Surveys of social contacts depend on the subjective judgement of the participants and thus may be subject to recall and subconscious biases related to how the question is framed [1821]. Although one study repeatedly measured contact networks among 49 university staff and students over 14 non consecutive days [22], most previous studies of self-reported contact networks have typically surveyed individuals on a particular day and have not quantified how individuals’ reported contacts change over time [23, 24]. In particular, it has been difficult to establish how robust network structures are over time and how accurately these network structures represent regular interactions between children [25, 26]. A key concept in social network analysis is that social networks are dynamic and peer groups will change over time [27], yet this dynamic nature is rarely taken into consideration when considering how diseases spread between children.

To understand the shape and consistency of self-reported social interactions between children over time, we analysed social contact patterns in four secondary schools over a period of five months.
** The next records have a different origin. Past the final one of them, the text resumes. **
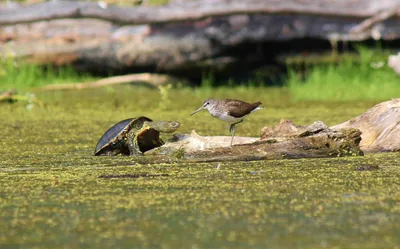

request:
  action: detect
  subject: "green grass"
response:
[287,48,400,100]
[0,59,96,90]
[0,47,400,101]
Building on a previous project, which collected similar social contact data at a single point in time [23], we integrated data collection into a public engagement programme designed to teaching students how to conduct academic research and learn about disease dynamics, to quantify how year 7 students (aged 11-12) interacted within their classes and year-groups, as well as outside school. Further, we explored the robustness of self-reported contact surveys by repeating the same questionnaire at several points within the school year to identify how social networks changed over time.

Materials and methods

Study design

In collaboration with the Millennium Mathematics Project, an educational and outreach project based at University of Cambridge, we recruited four schools to participate in our public engagement and research project in spring 2014. From the applications received, 4 schools were selected in a purposive sample to include a range of geographical and socioeconomic settings (north/south, rural/urban, single-sex/co-educational, fee paying/non-fee paying). For context, 83% of the UK population live in urban areas [28], 4% of schools in England are single-sex [29] and around 7% of children in Britain attend fee paying schools [30].
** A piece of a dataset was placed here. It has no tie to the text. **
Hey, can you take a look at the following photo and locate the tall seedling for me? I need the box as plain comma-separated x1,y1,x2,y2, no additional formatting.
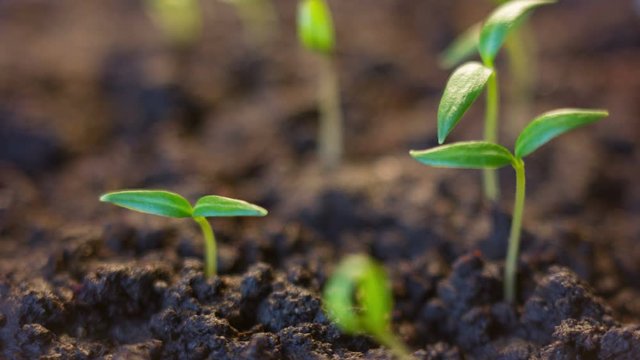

In the four schools, we worked with year 10 (i.e. 14-15 years old) students on the study design and logistics. Year 7 students (aged 11-12) within each school were the target population for data collection. As with previous projects [23, 31], we used public engagement with schools to facilitate data collection as part of a wider programme of curriculum-relevant scientific activities [32]. We did this using a combination of two school visits per school and six joint video conferences. These video conferences were particularly useful in enabling interaction between the four school classes involved in the project. In particular, all four schools collaborated to design the final questionnaire and obtain consent from study participants, as well as data collection, and analysis and discussion of findings. This provided students with first hand experience of working on a research project from hypothesis to conclusion.

The final survey aimed to ascertain which people year 7 students spent the most time with on a given day. We used a process of peer nomination as a method for data collection [33]: students were asked, via the research questionnaire, to list the six other students in year 7 at their school that they spend the most time with. The choice of six for the number of named contacts follows from a previous study [23], which selected six to balance the risk of right-censoring (i.e. if students had more than six contacts) with the potential for deliberate over-reporting of contacts if there was no upper limit (i.e. as a result of ‘competitive naming’ via peer pressure). Students were also asked to report their gender, school class, as well as non-year group contacts. The specific question asked was ‘how many people not in your year group (including family and teachers) did you have a conversation with yesterday?’ The respondent could select one of five possible categories: 0-5 people; 6-10; 11-15; 16-20; 21 or more.

Collecting data in schools can be challenging for external researchers; we tried to mitigate these logistical constrains by having the students in year 10 administer paper questionnaires to year 7 students at regular intervals throughout the second half of the academic year 2014-15 (Table 1). This allowed the questionnaires to be carried out at suitable times based on student researcher’s knowledge of the school, but also attempted to mitigate external intervention in participant decision making. We encouraged the school participants to carry out the surveys at similar time periods (i.e. at monthly intervals) but there was some variation in timing of survey between schools, based on student availability linked to term times, exam periods, and timetabled registration sessions (Table 1), as well as number of participants (S1 Table).

Table 1. Summary of survey data from the four schools.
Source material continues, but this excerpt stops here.